The readme for Elm lazy states that is it deprecated because it is often confused with delayed computation, but I’ve a project for which I think it’s really required.
I’m writing an Apache Avro library for elm, which I’ve mentioned here before. The API is super neat, and the implementation is so much smaller and easier to think about than all the other languages I’ve seen.
But it gets tricky at the point where schemas in Avro can be mutually recursive by their names. Without mutation, building these from user defined data can be very challenging to make efficient. Laziness can provide just enough implicit mutation to make it possible.
Now what I want to write is a function which builds a map of names to their decoders, but these decoders lazily depend on each other.
Something like this:
buildNamedDecoders : List ( String, ResolvedSchema ) -> Dict String (Bytes.Decoder Value)
buildNamedDecoders namedPairs =
let
environment =
let
single ( name, schema ) =
let
recDec =
lazy (\_ -> makeBytesDecoder environment schema)
decoder =
Decode.lazy
(\_ -> force recDec)
in
( name, decoder )
in
List.map single namedPairs
|> Dict.fromList
in
environment
Calls to makeBytesDecoder
use the environment when they hit a named type.

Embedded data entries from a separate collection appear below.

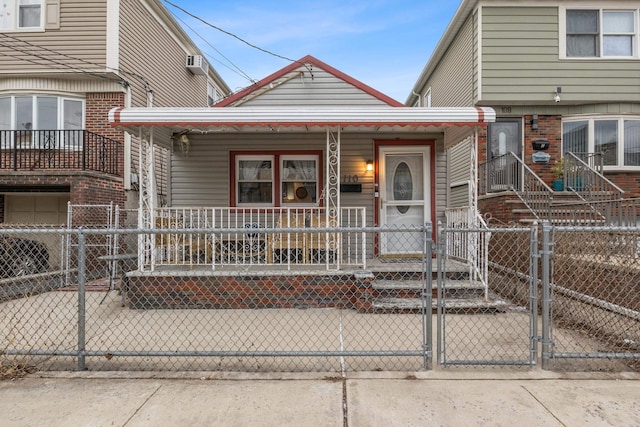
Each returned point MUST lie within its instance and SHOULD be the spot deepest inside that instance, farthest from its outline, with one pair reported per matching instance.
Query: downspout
(417, 95)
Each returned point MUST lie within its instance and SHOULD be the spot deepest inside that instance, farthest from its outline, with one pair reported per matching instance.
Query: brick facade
(85, 187)
(500, 206)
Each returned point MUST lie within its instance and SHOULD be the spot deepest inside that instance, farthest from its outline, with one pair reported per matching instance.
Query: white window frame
(34, 114)
(620, 166)
(277, 179)
(11, 23)
(283, 179)
(635, 49)
(254, 157)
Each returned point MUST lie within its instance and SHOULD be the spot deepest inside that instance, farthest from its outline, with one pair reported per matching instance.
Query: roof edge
(303, 62)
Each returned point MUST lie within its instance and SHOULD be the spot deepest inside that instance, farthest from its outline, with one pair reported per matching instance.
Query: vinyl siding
(452, 83)
(201, 177)
(459, 160)
(298, 88)
(520, 60)
(148, 49)
(81, 35)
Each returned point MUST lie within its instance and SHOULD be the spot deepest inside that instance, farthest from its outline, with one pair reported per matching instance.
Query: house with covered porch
(292, 176)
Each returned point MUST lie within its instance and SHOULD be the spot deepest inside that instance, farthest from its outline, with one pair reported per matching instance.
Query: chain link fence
(241, 318)
(487, 317)
(595, 298)
(491, 296)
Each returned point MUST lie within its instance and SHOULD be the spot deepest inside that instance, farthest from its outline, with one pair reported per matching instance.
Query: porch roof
(317, 119)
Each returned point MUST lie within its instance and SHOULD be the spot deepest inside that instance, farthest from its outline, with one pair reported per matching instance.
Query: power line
(235, 36)
(139, 77)
(237, 70)
(63, 67)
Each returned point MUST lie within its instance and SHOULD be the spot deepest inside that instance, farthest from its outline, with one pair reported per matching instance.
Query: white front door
(405, 199)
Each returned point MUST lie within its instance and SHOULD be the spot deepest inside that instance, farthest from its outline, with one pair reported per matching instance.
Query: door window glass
(402, 185)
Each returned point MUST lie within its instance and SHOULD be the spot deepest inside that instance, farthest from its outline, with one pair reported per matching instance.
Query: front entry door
(503, 171)
(405, 199)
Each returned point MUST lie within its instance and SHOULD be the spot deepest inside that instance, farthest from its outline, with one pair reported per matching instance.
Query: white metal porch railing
(469, 247)
(257, 236)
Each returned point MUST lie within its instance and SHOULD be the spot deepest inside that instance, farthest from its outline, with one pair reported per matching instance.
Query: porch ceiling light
(556, 95)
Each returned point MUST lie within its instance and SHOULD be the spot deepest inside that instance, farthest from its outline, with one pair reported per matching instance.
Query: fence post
(546, 294)
(533, 291)
(81, 299)
(440, 262)
(427, 310)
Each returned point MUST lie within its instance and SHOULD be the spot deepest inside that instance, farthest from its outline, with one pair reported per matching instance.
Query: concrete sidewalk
(440, 397)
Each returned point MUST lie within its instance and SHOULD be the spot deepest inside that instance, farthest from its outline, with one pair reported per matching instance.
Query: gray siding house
(306, 146)
(564, 80)
(65, 64)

But there are two issues which are stopping me.
- Elm’s recursive checks within let bindings are more strict than in modules (Let binding cyclic value detection is stronger than top level · Issue #2322 · elm/compiler · GitHub)
- The elm lazy library is deprecated.
Now the really nice bit about this implementation is that although makeBytesDecoder is actually quite costly in some cases, the resulting decoders absolutely are not, they’re almost completely linear.
Implementing without these changes requires building the environment map and decoder every time a named type is reached… every time a record is read, which makes it so much slower.
So what is the way to help shepherd changes like this? I’m happy to put in the work on the compiler and get the elm lazy module going again.